Fiddling while the bush burns
Scott Morrison would make a decent Nero. The Australian prime minister might not be quite fiddling while his country burns, but his refusal to discuss or even acknowledge climate change while many of his countrymen and women suffer through yet another devastating bushfire season is at best disingenuous and, at worst, negligent.
Morrison has declined to talk about the scientifically established links between the changing climate, droughts and the perennial fires. The National Party colleagues in Morrison’s federal National-Liberal coalition have gone further. Much further.
National leader Michael McCormack, Morrison’s deputy in the coalition government, has attacked those raising the link as ‘‘raving inner-city lunatics’’.
His attack was chiefly directed at
‘‘pure, enlightened and woke capital city greenies’’ such as MP Adam Bandt, but it is a slight on many others, including scientists, respected environmentalists and even firefighters. That includes former Fire and Rescue NSW commissioner Greg Mullins, who wrote that the bushfires were part of an ‘‘established long-term trend driven by a warming, drying climate’’. ‘‘The numbers don’t lie, and the science is clear,’’ he stated.
Perhaps Morrison and others believe an alluring tune played on an old fiddle is an adequate distraction from their own fiddling on climate change. Australia is one of the world’s worst per capita greenhouse gas polluters and is heavily reliant on coal, which provides 60 per cent of its energy needs and made A$62 billion in export earnings last year.
But Morrison’s government has pointedly turned its back on the Paris Agreement to cut emissions and is openly hostile towards not only legislation that might mitigate climate change but also the very science that explains it. The prime minister agreed with neighbours at the recent Pacific Islands Forum that limiting global warming to 1.5C was important, but officials later admitted there was no legislation in place or even planned for Australia to aid that cause.

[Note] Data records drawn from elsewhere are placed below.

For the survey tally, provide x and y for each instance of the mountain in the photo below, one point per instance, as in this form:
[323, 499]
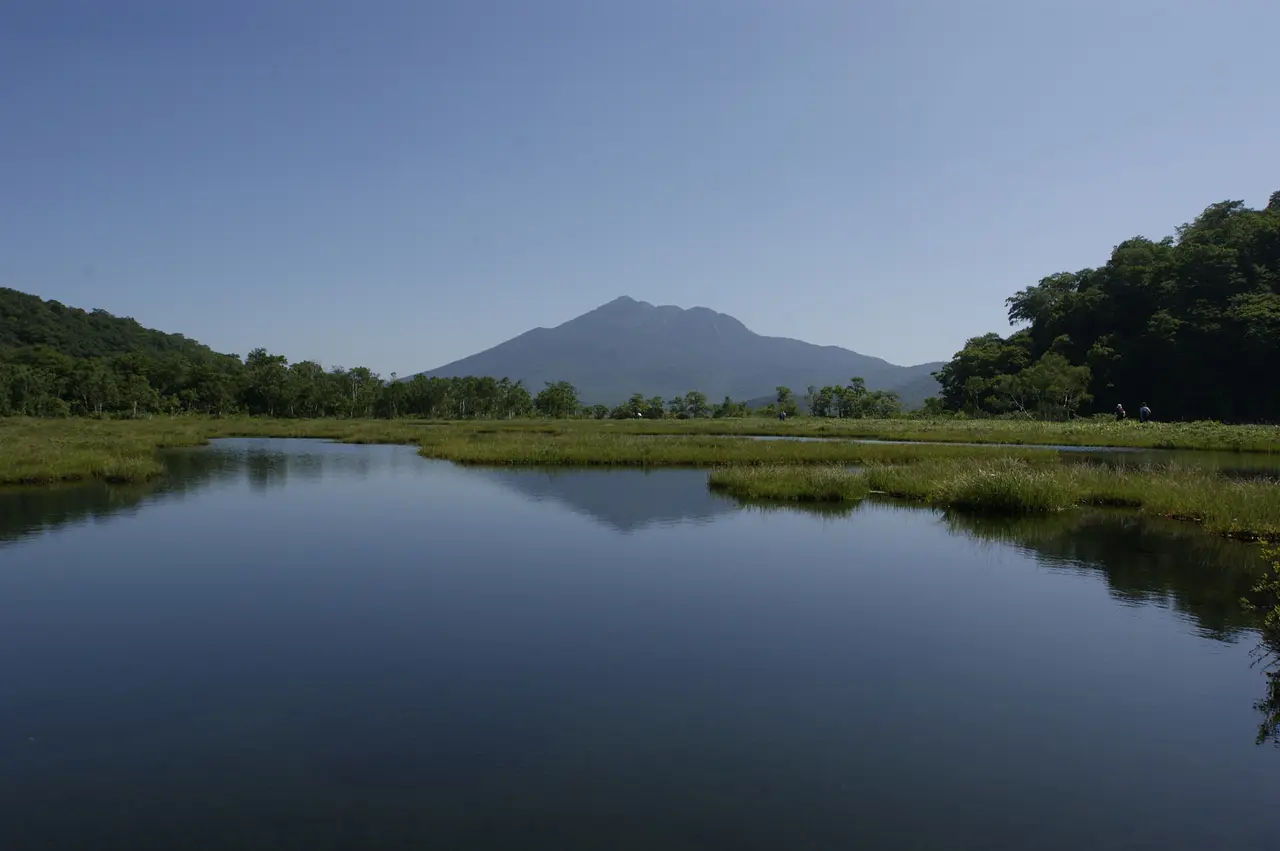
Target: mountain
[629, 346]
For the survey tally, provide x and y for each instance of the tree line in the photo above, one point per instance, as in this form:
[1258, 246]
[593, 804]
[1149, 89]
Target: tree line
[1189, 324]
[44, 383]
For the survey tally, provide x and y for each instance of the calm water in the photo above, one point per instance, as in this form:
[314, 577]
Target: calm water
[306, 645]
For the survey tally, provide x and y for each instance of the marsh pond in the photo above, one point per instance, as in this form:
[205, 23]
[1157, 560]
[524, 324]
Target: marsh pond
[301, 645]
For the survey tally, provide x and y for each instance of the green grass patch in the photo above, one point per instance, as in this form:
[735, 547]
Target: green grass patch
[1247, 509]
[1101, 431]
[622, 449]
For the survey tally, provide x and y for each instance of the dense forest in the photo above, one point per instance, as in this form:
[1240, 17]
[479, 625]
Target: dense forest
[1189, 325]
[63, 361]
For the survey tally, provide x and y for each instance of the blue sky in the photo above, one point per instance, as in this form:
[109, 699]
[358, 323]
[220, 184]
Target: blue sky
[400, 184]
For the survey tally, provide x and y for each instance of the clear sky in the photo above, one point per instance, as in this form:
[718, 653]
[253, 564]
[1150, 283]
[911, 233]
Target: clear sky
[402, 183]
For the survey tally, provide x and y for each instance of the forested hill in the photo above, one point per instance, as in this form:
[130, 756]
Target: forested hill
[31, 321]
[1189, 324]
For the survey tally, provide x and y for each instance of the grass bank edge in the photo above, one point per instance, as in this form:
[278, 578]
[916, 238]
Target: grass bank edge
[1239, 509]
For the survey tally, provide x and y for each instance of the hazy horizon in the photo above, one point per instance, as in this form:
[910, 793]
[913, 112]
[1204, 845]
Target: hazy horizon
[402, 184]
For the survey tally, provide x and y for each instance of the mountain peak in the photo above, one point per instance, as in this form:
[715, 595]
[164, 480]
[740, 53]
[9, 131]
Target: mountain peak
[629, 346]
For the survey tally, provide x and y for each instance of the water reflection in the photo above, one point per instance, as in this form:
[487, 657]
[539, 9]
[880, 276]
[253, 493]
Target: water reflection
[350, 646]
[1143, 559]
[626, 503]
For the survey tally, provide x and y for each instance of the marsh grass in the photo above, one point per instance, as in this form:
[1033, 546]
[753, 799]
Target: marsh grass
[119, 451]
[1246, 509]
[1077, 433]
[622, 449]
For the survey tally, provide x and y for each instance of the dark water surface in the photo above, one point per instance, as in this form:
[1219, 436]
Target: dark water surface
[309, 645]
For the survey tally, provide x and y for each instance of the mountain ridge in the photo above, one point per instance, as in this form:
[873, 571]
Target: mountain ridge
[629, 346]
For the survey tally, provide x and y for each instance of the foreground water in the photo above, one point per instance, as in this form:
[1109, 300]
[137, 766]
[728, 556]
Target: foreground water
[307, 645]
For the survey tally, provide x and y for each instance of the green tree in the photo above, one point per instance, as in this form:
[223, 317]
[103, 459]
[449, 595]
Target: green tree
[557, 399]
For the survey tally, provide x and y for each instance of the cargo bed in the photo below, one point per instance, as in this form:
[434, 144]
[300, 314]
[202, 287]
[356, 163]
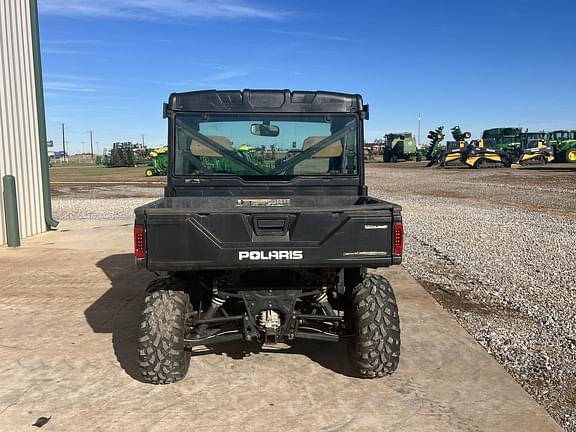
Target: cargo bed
[208, 233]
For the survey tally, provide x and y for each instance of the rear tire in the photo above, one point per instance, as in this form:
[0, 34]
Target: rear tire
[161, 350]
[376, 345]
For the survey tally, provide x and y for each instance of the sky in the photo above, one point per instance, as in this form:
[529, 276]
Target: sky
[108, 65]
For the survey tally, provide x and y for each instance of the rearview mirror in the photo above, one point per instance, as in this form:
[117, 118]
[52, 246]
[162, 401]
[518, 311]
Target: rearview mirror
[264, 130]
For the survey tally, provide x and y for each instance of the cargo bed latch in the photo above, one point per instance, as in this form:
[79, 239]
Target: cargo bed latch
[276, 225]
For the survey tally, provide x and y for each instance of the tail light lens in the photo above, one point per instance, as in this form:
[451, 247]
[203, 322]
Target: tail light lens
[398, 238]
[139, 250]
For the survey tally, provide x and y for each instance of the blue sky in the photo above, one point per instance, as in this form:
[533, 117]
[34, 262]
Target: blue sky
[109, 64]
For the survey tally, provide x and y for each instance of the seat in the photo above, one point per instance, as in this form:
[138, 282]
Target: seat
[319, 162]
[198, 148]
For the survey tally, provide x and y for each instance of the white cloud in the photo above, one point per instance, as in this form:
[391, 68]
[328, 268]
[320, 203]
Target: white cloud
[156, 9]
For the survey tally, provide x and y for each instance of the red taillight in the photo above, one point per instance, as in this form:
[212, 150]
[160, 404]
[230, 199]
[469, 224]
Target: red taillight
[398, 238]
[139, 250]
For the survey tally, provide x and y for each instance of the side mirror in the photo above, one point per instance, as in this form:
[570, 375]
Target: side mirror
[264, 130]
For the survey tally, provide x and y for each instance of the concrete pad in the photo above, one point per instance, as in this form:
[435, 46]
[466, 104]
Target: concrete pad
[69, 309]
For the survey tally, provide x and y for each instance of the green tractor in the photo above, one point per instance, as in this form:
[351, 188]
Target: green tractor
[400, 146]
[159, 162]
[435, 148]
[564, 144]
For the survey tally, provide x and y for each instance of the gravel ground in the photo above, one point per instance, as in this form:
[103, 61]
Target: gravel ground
[500, 256]
[495, 247]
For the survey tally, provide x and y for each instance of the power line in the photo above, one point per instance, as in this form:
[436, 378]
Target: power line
[91, 146]
[63, 142]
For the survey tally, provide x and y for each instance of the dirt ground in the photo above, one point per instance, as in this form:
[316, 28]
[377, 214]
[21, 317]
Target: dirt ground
[69, 312]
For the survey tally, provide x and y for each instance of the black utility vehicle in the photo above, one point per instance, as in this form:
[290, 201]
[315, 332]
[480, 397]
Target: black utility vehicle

The attitude of Australia’s government stands in stark contrast to our own. New Zealand faces nothing like the bushfires threatening Australians’ lives and property; many of the worst scenarios on this side of the Tasman are predicted to play out over coming decades.
Consequently, our politicians could be forgiven for hemming and hawing, for obfuscation and outright opposition. For playing a distracting tune on the fiddle. Instead they displayed unity in last week’s nearunanimous support for the Zero Carbon Bill.
No-one is expecting that to hold in the coming years, as this country struggles with the devilish detail needed to bring the zero-carbon goal to reality. But in the immediate future, more important than the how is the understanding about, and support for, the why.
Unlike their counterparts in Australia, our political leaders on both sides of the parliamentary benches believe that climate change is real, that it has grave consequences for all, and that combating it will involve a collective effort.
That’s worth the loss of the pavlova, the theft of Phar Lap and all the Russell Crowes and Keith Urbans who now call Australia home.
Unlike their counterparts in Australia, our political leaders on both sides ... believe that climate change is real, that it has grave consequences for all, and that combating it will involve a collective effort.